Aujourd’hui au Luxembourg, quand vous vendez vos pizzas à moins de 15€, les gens se méfient et croient qu’elles ne sont pas bonnes! (Emmanuel Piccioli, gérant de Pizza Club à Fameck et de Italiadiffusion.lu)

Emmanuel Piccioli a senti le vent tourner “il y a une petite année”, alors que son affaire fonctionnait plutôt bien à son lancement. “Au début, le téléphone sonnait sans arrêt. On a commencé avec deux voitures de livraison, puis on a vite doublé” raconte-t-il. Mais dernièrement, “c’est comme si on loupait la moitié des appels des clients. On faisait environ 40% de chiffres d’affaire en moins affirme-t-il. La forte concurrence à Thionville n’a pas aidé, “on y ouvre une pizzeria aussi vite qu’une boulangerie”.

L’aventure dans la pizza est néanmoins loin d’être finie pour Emmanuel Piccioli. Il va rouvrir son restaurant Pizza Club à Fameck vers la mi-mai, après l’avoir laissé à l’abandon pendant huit ans. Et il s’est lancé dans l’e-commerce depuis la fin de l’année dernière avec le Luxembourg en ligne de mire. Via la plateforme “Italiadiffusion.lu”, ses pizzas partent précuites depuis Fameck jusqu’au Grand-Duché, à condition de les commander la veille. “Pour le moment, on livre dans un rayon de 50 km autour de Dudelange” précise-t-il.
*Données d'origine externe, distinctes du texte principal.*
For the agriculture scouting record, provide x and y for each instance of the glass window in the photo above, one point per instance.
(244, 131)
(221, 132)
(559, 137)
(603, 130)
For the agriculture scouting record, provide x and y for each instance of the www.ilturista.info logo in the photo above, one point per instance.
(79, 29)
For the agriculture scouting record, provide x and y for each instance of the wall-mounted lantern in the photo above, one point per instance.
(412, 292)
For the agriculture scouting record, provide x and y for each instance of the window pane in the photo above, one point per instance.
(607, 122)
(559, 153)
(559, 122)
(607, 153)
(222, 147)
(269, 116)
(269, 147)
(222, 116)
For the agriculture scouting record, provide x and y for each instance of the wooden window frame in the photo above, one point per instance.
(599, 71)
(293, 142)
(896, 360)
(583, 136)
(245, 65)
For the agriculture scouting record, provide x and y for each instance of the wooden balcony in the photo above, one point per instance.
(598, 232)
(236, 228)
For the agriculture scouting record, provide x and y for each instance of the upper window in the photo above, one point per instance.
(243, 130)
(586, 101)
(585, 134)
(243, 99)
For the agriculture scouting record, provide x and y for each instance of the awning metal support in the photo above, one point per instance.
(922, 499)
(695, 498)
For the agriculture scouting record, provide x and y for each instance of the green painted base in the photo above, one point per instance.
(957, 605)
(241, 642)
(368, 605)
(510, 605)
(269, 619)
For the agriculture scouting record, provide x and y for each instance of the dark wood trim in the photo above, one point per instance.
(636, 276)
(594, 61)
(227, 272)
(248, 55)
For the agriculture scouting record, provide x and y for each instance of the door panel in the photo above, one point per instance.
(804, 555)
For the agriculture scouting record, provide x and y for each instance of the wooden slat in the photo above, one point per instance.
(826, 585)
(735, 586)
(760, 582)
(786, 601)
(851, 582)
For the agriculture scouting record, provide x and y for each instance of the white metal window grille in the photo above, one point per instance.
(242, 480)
À partir de 15€, la livraison est gratuite et un petit four électrique est laissé gratuitement aux entreprises durant un mois. Le prix des pizzas est un peu plus élevé qu’en Moselle: jusqu’à 2€ de plus. Mais aucune ne dépasse les 15€.

Convaincre la clientèle luxembourgeoise en maintenant des tarifs “mosellans” est d’ailleurs un défi qui a pris une tournure insolite pour Emmanuel Piccioli: “aujourd’hui au Luxembourg, quand vous vendez vos pizzas à moins de 15€, les gens se méfient et croient qu’elles ne sont pas bonnes! C’est dommage.”